Inhibition, therefore, is interference, not abolition of function, and its distinguishing characteristic is its immediate production and removability. By suggestion we may be supposed to start an impulse from the higher centres, the waves of which are propagated to the centres it is sought to influence, and which either coincide with and strengthen the efferent waves proceeding from these (dynamogenesis), or by interfering with them cause inhibition.
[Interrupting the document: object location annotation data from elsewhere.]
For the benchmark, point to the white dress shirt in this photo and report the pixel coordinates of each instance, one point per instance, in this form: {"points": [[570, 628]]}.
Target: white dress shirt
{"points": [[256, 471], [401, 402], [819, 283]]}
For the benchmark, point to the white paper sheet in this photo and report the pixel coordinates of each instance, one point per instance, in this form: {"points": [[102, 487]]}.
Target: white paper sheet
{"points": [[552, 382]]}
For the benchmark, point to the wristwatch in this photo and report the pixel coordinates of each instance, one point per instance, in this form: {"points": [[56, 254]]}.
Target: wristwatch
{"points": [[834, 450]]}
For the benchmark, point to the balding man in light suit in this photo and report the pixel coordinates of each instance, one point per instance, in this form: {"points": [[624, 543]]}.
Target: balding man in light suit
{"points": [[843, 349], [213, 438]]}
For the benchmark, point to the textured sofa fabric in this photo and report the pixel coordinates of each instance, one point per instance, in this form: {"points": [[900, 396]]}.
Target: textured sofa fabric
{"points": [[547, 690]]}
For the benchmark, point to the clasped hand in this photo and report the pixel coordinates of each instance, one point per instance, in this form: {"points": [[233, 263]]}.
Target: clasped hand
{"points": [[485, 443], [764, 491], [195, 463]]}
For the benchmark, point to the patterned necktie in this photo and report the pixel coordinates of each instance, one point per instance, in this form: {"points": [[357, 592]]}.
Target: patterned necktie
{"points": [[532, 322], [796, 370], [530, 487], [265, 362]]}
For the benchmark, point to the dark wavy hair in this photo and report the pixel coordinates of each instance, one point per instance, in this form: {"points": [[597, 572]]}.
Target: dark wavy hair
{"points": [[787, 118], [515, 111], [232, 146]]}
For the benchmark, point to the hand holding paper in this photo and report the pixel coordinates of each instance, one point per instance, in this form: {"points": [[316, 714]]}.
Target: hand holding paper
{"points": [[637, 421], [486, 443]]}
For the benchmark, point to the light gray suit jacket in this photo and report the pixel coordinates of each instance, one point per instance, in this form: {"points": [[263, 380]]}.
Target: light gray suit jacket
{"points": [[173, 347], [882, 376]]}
* Lauder Brunton, discussing the action of atropia on frogs, shows how the animal gradually loses, first, the power of voluntary motion, next the power of directing its movements, then the power of springing at all, and finally reflex action, and argues that the drug lessens the functional activity of nerve cells and fibres. The impulses are retarded, and thus the length of nervous connection between the cells of the spinal cord which is calculated to keep them in proper relation in the normal animal, just suffices at a certain stage to throw the impulses half a wave's length behind the. other, and thus to cause complete inhibition and apparent paralysis. The paralysis is only apparent, for after a time the animal will be found to respond to slight stimulation in the same manner as if it had been poisoned with strychnia, i.e., in an exaggerated degree. He explains this by assuming that the retardation of the impulses proceeds as the poison continues to act, so that the waves after a time interfere less and less with one another, and finally again coincide. The effect of the coincidence is increased excitability on stimulation.
This is on the theory that impulses reach the centres by different routes of varying length, so contrived that in normal life a constant relationship is maintained between the position of waves, and a healthy balance is maintained.